In the 16th century, its riverside hamlets became “sailor town”, crowed with ship’s workshops and lodging housed for the navy. As London swelled it spilled out into the East End, which brought dockworkers, factory workers and warehousemen who took their place over the local gentry.
It was this growth of population that made necessary the establishment of nine separate parishes to serve the area’s inhabitants. These would to be split off from the original Stepney parish. The following is the beginning of these establishments:
- Shadwell — 1669
- Wapping — 1694
- Whitechapel — 1673
- Spitalfields — 1729
- The East — 1729
- Bethnal Green — 1740
- Bow — 1730
- Limehouse — 1730
- Poplar — 1820
Stepney witnessed a unique pattern of exodus and exiles involving Huguenot, Irish, Chinese, Jewish, Bangladeshi and Somali communities. It also witnessed the departure of many thousands who went out from Stepney to the four corners of the world, many having been baptized with water from the font which stands with its ancient Norman bowl near the west entrance of the Stepney church. Thousands of American and Australian families can recall their heritage to this Stepney Church, their anchor, the place where their ancestors were baptized married, died and were buried.
It was from the Stepney parish that the Elizabethan adventurers set off for India and the New World.
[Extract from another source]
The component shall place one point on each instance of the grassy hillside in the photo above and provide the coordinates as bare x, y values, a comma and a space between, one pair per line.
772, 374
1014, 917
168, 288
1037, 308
In the 17th and 18th centuries Seafaring men came and went within Stepney many of them buried in the churchyard. St. Dunstans had such a strong association with the sea that many captains of British merchant ships sent certificates to the rector to register baptisms which had taken place on board. The phrase “born in Stepney” became interchangeable with “born at sea”.
The beginning of the change that altered the character of the whole district occurred in the second half of the 16th century, in the days of Queen Elizabeth, when England awakened by the spirit of adventure, took to the sea and laid the foundations of it’s maritime power, the Indian Empire and the oversea Dominions. Stepney played a great role is this movement. Many of the ships were built here with the timbers from its forests. In fact, England’s armada of Naval ships was build in this area and the Stepney port played a major role in England’s establishment of naval power. In the words of John Strype: “It is further to be remarked that the Parish of Stepney, on the Southern Parts of it especially, that it is one of the greatest Nurseries of Navigation and Breeders of Seamen in England, the most serviceable Men in the Nation; without which England could not be England for they are its Strength and Wealth.’
Stepney has had its share of ups and downs over the centuries. It has seen royalty, it has seen scoundrels, aristocrats and shore men. During the sixteen hundreds the Plague was very predominate in England and also in Stepney. During this time the Stepney Church churchyard had to be enlarged to make room for the victims of the Plague, of which no less than 6,583 died in the parish in eighteen months, 154 being buried in one dreadful day in September 1665.